I glanced across at Abby. She was sitting with one hand in her lap now, the other once again plucking single strands of hair from her scalp. ‘You know, sweetheart,’ I said, deciding this might be a good place to broach it, ‘nothing bad is going to happen because you haven’t washed your hands.’

The effect was instant. Her hand flew away from her temple and the hairs she’d pulled out so far were brushed from her lap. ‘I don’t …’ she began. ‘I mean … um … erm … what do you mean, Casey?’

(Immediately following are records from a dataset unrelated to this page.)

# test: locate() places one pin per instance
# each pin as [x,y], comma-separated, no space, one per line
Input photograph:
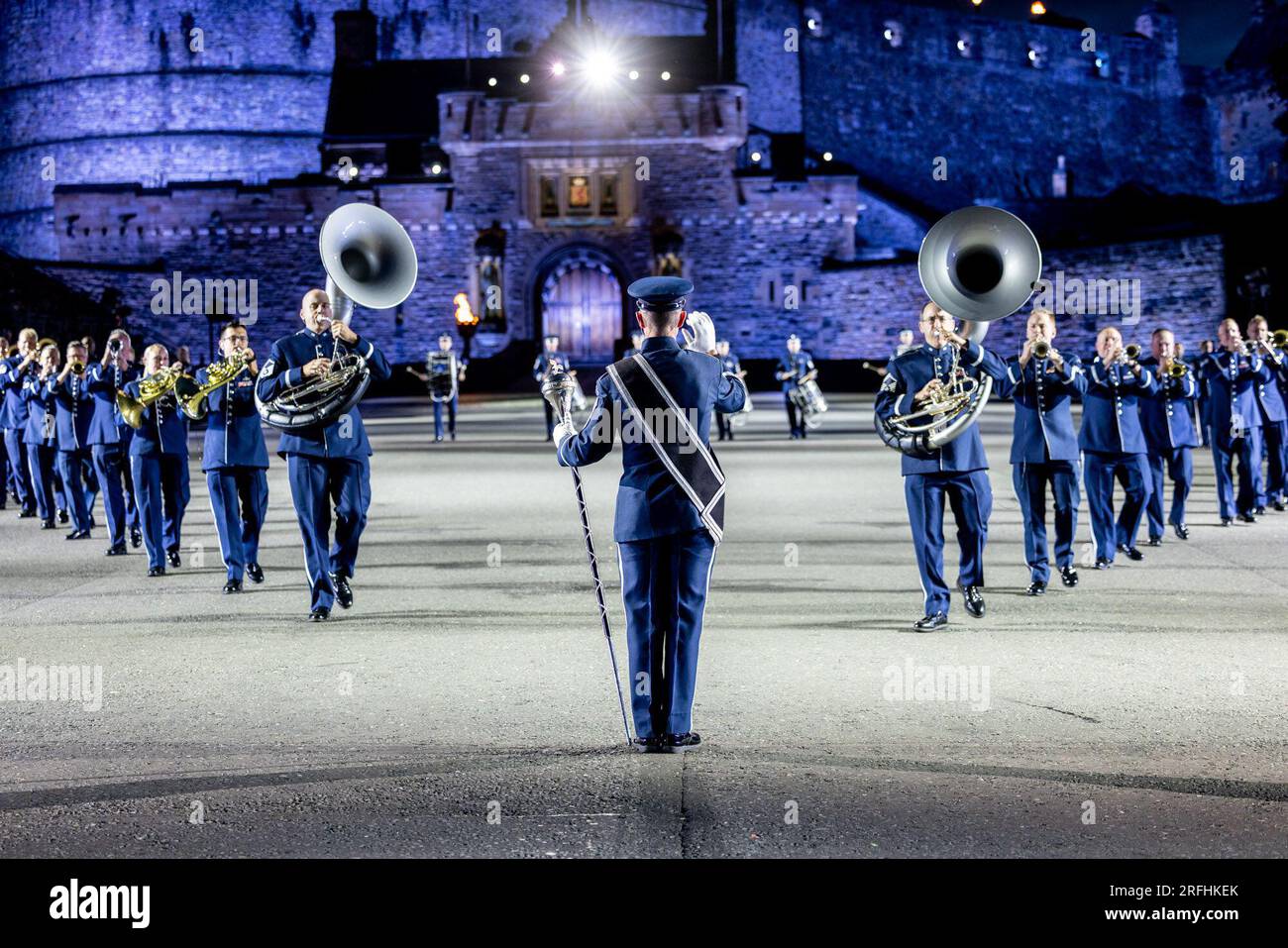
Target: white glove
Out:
[700,333]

‘I mean,’ I said, joining the crawling early rush-hour traffic – there was a reason I didn’t generally do a supermarket run after school – ‘that I understand how you worry about things, sweetie. Germs and so on. Getting sick. I absolutely understand why you might be worried about that. And yes, you’re right – the world is just full of germs, isn’t it? Just like it’s full of people. But, trust me, the chances of catching a bad one – one that’ll make you poorly – are really tiny, you know.
Tiny
. Tinier even than winning the lottery. I mean, it’s obviously sensible to wash your hands before your tea – that’s just good hygiene. But sometimes you have to relax and trust that nothing bad will happen. I’ve eaten that many cakes, from that many different bakeries down the years, and look at me!’ I patted my stomach. ‘The only harm that’s come to me has been the harm to my waistline …’ Which, to my relief, at least raised a suspicion of a smile. ‘So that’s what you have to do,’ I said. ‘You have to tell yourself that
nothing bad will happen
. And keep saying it to yourself till the other bit of you
believes
it. Maybe try that for me, hmm?’

Abby didn’t look convinced, even though she did nod her acknowledgement, and once we were home she bolted straight for the loo, as I’d expected. This time I didn’t try to stop her. But neither did I let up on my subtle pressure to challenge her obsessions. On the contrary. Over the next couple of days I gently stepped it up. Not overtly – it seemed too much too soon to start actually interrogating her about things like flicking the light switches and patting the door frames – but in the sense that I tried to make it just that little more difficult for her to give in to them. I began making it harder for her to avoid touching door handles, for instance, having noticed, as with the hair, that it mattered to her that we
didn’t
notice when she did things like covering her hand with her sleeve to open them. If we were around, and she had no choice, she would always try to compensate – by immediately going off ‘to the loo’ to wash her hands. So I’d have her open a door for me, saying my hands were full or something, and then herd her off into another room on some pretext or other, so that she would have to wait for another hand-washing opportunity. I would similarly tend to hover around light switches, and forestall her in flicking them on and off. One thing, I thought wryly, would be a big dip in the electricity bills. The Watson house had never been such a bastion of green living.